Mesenchymal stem cells repair damage in an animal model

Mesenchymal stem cells repair damage in an animal model

Stem cells are huge breakthroughs, everyday. I totally want to do them. I think they can cure us.

Researchers at Tel Aviv University have introduced and tracked mesenchymal stem cells as they migrate into the damaged areas of the brain in a neurotoxin rat model of Huntington's Disease.

Mesenchymal stem cells are multi-potent cells that can develop into a variety of cell types. They are mainly found in the bone marrow. The researchers, led by Dr. Yoram Cohen, attached magnetic iron oxide nanoparticles to the stem cells so they could be tracked using the the in-vivo MRI at the Strauss Centre for Computational Neuro-Imaging. The stem cells were then injected in to the brains of rats which had been given a neurotoxin which mimics the damage seen in Huntington's Disease.
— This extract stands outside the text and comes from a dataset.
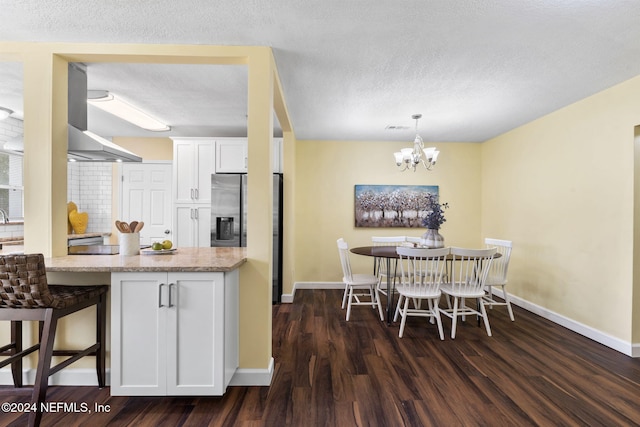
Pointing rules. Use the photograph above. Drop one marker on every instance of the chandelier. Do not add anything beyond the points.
(411, 157)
Dr.Cohen and colleagues were able watch the stem cells migrating towards the diseased area of the brain in real time. "Cells that go toward a certain position that needs to be rescued are the best indirect proof that they are live and viable. If they can migrate towards the target, they are alive and can read chemical signaling," explains Dr. Cohen.

He describes the significance of the work. "We have been able to prove that these stem cells travel within the brain, and only travel where they are needed. They read the chemical signaling of the tissue, which indicate areas of stress. And then they go and try to repair the situation."
Mesenchymal stem cells may become an important therapy for Huntington's Disease, other neurodegenerative diseases, and stroke. A clinical trial is planned for HD patients and is expected tot start in about 18 months.

In April, Dr. Jan Nolta of the University of California, Davis, received a $2.75 million translational grant from The California Insitute for Regernerative Medicine (CIRM). The goal of CIRM is to fund promising projects which will translate basic research into stem cells into a cure in the clinic. Dr. Nolta and colleague Dr. Vickie Wheeler will use mesenchymal stem cells into which short interfering RNA has been inserted in a Phase I clinical trial. As the stem cells move through the affected areas of the brain, they will merge with and repair damaged brain cells and also reduce levels of the HD protein. Mesenchymal stem cells have not been associated with tumors and appear to be immunologically privileged.